Ban was caught between grudging admiration and irrational anger at the efficiency with which his father ran the Keep. Errigal’s retainers were sharp and well-behaved, especially compared to King Lear’s more ragged men whom Ban had observed at the Summer Seat. They patrolled the mountain and the Keep walls, and they held to their rotations with a moonlike timeliness. Errigal himself was free to hunt or play cards or seduce women or sit on his ass with a tankard of wine if he wished. In the evenings, soldiers and their wives gathered with Errigal in the long dining hall for hot food and plenty of beer and fire. They told stories—the same stories they’d told when Ban was a boy—or sang or gossiped or heard what news from Lear or the mainland countries Errigal had gotten during the day.
Earl Errigal was quite liked and respected here despite, or maybe because of, his bullish, loud strength.
But he was doing something wrong, for the navel well in the rear garden of the Keep had gone dry. Though capped off years ago as the king had instructed, several of the residents had secretly continued to use it for holy rootwater.

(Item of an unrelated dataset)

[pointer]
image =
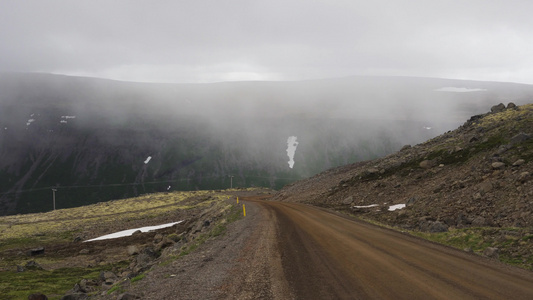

Folk in Errigal understood the language of trees, and even if they strove to obey their earl as he sternly maintained the king’s decree, they could not let go the faith of their mothers or the old Connley lords.
Yesterday, one such woman had found Ban in the navel garden, contemplating the plain wooden cap over the well, and admitted to him mournfully that it had been dry two years. No rootwater, even at the spring bloom. Those who wanted rootwater had to venture into the White Forest for a natural spring, or do without. Most have turned to the star chapels, she whispered.
Exactly as the king had intended.
Ban scowled, remembering, and climbed atop a wide boulder that jutted out the side of the Keep mountain. He looked out on the rest of the valley.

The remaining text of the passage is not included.